Berlins Bildungssenatorin macht ernst: Die Prüfungen zum Mittleren Schulabschluss an Gymnasien können weg
Sandra Scheeres plant umfassende Reformen für Kitas und Schulen. Die Schulinspektion muss sich neu orientieren.
Bildungssenatorin Sandra Scheeres (SPD) plant im letzten Jahr ihrer Amtszeit umfassende Reformen. Dazu gehört, dass die Prüfungen zum Mittleren Schulabschluss (MSA) an Gymnasien nur noch freiwillig sein sollen, sofern die rot-rot-grüne Koalition ihr darin folgt.
Die Vorhaben beruhen auf den Empfehlungen der von Scheeres eingesetzten Expertenkommission zur Schulqualität unter dem Vorsitz des Kieler Bildungsforschers Olaf Köller. Aus diesen Empfehlungen, die im Oktober vorgestellt worden waren, hat Scheeres zwölf Punkte ausgewählt, die jetzt angegangen werden sollen.
Dazu zählt die Einrichtung eines Qualitätsbeirats. Den Vorsitz übernimmt der Hamburger Bildungsverwaltungsfachmann Michael Voges, der bereits bei der Expertenkommission eine Schlüsselrolle innehatte. Da es parteiübergreifend viel Lob für die Empfehlungen der Kommission gegeben hatte, besteht die Erwartung, dass der Beirat über das Ende der Legislatur tätig sein kann.
Ihm gehören aus Berlin die Leiterin des Instituts zur Qualitätssicherung im Bildungswesen, Petra Stanat sowie FU-Erziehungswissenschaftlerin Felicitas Thiel an.
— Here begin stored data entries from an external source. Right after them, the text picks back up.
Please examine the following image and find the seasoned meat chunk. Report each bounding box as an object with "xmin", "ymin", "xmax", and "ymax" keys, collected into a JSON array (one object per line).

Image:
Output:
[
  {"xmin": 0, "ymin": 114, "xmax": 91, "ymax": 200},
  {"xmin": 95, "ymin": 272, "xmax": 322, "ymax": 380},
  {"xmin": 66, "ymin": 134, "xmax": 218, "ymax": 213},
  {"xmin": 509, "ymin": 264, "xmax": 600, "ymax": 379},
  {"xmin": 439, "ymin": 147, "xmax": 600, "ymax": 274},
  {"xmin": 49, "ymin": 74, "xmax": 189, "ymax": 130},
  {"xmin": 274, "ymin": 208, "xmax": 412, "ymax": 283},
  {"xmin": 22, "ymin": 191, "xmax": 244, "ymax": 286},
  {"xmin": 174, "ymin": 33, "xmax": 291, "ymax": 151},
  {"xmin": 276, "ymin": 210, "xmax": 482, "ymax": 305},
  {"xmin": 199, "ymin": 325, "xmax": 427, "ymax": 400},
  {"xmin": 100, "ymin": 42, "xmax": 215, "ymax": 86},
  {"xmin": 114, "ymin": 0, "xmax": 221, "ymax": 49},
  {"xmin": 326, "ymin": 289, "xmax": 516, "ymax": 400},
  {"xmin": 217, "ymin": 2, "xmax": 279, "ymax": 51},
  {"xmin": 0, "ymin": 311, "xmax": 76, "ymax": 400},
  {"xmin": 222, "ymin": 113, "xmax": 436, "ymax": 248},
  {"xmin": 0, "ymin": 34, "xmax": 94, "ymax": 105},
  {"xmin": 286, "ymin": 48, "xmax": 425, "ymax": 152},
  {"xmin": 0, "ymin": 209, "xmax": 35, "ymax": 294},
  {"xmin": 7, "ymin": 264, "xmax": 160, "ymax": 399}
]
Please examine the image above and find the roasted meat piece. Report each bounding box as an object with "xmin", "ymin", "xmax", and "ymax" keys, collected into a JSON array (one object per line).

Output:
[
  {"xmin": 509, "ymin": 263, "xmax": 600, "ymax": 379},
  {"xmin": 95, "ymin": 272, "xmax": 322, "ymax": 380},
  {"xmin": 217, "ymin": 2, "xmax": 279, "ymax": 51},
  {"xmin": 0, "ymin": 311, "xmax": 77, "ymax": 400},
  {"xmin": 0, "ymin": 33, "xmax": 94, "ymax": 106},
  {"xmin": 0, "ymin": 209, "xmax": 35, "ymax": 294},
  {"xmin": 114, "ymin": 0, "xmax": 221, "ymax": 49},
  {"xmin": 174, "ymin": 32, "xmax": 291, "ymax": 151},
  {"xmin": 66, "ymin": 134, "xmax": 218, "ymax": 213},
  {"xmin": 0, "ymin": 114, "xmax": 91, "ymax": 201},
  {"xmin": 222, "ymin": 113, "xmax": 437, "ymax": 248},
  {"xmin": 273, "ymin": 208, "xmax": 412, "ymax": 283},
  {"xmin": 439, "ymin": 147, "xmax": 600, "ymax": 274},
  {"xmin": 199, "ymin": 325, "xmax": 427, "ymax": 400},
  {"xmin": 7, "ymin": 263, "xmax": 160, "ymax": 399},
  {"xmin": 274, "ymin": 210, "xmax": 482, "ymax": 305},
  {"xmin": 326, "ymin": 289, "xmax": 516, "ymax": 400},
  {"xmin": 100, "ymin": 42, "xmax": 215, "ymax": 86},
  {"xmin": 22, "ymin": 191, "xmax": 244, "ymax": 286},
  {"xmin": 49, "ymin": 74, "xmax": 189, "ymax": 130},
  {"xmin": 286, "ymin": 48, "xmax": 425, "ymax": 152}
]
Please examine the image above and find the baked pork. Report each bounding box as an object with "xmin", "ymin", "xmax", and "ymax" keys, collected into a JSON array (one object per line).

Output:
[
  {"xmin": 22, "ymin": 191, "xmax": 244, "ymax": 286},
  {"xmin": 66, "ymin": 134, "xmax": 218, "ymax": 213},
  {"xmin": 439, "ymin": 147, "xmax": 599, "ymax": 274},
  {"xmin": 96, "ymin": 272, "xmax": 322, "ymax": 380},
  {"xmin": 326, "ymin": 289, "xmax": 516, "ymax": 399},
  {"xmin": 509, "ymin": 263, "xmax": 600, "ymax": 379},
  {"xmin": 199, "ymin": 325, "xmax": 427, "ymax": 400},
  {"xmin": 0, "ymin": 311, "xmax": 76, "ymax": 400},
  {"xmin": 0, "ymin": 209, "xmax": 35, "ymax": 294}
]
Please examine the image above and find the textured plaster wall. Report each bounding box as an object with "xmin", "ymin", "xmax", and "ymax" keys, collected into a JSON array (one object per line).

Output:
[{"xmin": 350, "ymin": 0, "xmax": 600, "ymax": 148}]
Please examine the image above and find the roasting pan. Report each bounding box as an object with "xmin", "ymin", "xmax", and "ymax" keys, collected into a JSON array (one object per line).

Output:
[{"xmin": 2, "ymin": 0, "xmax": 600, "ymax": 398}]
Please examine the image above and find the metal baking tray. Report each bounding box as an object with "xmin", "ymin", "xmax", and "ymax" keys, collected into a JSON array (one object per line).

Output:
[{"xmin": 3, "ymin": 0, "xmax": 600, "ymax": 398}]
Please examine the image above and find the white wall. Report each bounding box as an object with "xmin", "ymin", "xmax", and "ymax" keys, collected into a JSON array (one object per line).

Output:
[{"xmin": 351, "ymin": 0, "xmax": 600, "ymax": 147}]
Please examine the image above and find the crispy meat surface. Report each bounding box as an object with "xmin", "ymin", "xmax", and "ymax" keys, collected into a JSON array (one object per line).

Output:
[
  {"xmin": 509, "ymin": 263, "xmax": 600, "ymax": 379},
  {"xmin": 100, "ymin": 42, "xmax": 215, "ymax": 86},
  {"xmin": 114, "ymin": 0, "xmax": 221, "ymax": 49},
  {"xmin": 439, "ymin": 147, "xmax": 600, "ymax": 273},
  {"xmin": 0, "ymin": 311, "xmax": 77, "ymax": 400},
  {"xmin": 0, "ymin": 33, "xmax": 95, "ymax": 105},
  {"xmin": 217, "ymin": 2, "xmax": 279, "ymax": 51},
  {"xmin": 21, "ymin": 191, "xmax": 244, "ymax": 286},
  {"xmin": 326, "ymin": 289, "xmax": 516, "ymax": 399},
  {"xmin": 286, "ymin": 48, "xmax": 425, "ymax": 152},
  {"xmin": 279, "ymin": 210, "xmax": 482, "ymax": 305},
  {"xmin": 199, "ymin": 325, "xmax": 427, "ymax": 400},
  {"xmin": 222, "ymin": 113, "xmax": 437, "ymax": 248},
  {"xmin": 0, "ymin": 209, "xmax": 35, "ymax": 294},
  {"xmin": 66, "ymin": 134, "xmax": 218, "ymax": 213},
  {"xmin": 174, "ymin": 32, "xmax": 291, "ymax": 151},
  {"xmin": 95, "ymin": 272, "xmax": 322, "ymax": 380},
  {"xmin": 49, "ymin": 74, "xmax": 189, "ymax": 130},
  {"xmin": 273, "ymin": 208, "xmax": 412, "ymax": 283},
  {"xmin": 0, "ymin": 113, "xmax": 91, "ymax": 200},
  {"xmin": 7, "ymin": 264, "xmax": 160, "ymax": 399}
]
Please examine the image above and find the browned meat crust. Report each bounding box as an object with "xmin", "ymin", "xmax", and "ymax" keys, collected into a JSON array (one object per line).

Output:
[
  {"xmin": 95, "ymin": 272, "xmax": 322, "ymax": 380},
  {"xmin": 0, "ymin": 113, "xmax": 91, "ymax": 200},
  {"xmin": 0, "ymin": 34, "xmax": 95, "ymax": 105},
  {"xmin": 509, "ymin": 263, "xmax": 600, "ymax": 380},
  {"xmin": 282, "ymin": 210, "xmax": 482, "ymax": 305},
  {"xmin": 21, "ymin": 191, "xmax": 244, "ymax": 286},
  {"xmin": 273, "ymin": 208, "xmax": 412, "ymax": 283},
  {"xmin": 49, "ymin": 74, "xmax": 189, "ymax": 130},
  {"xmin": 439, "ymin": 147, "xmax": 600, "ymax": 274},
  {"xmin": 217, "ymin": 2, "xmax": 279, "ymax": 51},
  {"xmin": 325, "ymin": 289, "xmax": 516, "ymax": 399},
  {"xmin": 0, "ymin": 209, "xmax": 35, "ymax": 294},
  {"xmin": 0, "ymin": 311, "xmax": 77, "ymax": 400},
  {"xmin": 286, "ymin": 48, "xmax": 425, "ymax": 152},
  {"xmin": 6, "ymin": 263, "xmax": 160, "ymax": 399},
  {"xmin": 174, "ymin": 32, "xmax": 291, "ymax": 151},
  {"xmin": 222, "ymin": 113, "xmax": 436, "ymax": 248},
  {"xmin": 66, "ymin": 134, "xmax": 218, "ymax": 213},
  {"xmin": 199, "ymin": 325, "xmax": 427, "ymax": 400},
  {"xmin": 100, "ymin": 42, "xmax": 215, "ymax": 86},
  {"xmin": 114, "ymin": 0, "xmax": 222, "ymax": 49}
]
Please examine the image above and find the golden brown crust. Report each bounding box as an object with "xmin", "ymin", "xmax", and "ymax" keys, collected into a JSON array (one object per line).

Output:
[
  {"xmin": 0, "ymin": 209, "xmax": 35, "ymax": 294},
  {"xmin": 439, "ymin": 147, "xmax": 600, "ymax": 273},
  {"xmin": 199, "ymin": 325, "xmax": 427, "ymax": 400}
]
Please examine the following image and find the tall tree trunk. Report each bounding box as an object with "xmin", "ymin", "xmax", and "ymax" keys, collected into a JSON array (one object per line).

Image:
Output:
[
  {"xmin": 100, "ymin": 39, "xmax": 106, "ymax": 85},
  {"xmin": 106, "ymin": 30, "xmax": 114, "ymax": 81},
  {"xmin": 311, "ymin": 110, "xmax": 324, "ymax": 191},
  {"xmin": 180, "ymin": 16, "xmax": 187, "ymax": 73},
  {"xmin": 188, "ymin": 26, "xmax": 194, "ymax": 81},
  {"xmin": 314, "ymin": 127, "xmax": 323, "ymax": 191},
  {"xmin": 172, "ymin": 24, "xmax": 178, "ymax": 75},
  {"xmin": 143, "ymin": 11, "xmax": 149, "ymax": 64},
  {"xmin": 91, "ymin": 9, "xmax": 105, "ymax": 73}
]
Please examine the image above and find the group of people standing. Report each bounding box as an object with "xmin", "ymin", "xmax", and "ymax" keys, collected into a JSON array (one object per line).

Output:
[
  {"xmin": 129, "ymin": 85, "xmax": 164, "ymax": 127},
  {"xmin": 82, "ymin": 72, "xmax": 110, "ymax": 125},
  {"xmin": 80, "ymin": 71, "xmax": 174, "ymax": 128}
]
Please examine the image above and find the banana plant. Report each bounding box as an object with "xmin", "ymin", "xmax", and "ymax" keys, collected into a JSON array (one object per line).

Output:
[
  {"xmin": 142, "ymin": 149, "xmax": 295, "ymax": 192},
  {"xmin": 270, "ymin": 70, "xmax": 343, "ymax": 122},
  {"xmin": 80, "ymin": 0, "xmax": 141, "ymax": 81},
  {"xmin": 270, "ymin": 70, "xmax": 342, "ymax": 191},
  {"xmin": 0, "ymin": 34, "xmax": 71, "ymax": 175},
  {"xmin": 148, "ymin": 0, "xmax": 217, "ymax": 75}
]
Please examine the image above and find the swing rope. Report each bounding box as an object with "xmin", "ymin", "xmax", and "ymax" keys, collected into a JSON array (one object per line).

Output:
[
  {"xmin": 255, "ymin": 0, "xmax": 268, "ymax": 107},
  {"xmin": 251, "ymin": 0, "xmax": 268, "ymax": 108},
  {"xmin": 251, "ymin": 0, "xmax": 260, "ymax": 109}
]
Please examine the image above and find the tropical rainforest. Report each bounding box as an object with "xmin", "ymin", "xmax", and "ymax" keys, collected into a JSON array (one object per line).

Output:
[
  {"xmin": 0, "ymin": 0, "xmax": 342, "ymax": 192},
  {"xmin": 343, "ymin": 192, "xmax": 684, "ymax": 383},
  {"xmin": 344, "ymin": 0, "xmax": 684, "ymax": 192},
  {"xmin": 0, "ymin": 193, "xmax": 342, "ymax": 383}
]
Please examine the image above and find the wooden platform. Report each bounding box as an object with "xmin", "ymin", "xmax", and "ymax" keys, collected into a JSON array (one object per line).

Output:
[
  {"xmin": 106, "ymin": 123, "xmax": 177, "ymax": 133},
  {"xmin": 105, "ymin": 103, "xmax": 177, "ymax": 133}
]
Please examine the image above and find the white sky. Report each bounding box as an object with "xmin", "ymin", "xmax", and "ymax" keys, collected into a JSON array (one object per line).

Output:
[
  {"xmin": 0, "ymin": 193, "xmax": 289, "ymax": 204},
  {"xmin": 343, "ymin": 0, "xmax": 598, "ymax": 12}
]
Aus Hamburg ist Norbert Maritzen dabei, der ehemalige Direktor des Instituts für Bildungsmonitoring und Qualitätsentwicklung, und aus Bremen Heidemarie Rose, die Abteilungsleiterin bei der dortigen Senatorin für Jugend und Integration war.
Da auch die Bildungsverwaltung selbst umstrukturiert werden muss, wurde in den Beirat als "Berater der öffentlichen Hand" der ehemalige Lageso-Chef Sebastian Muschter berufen,weiterhin fünf Abteilungsleiterinnen und -leiter der Senatsverwaltung für Bildung, Jugend und Familie sowie Schulleitungen.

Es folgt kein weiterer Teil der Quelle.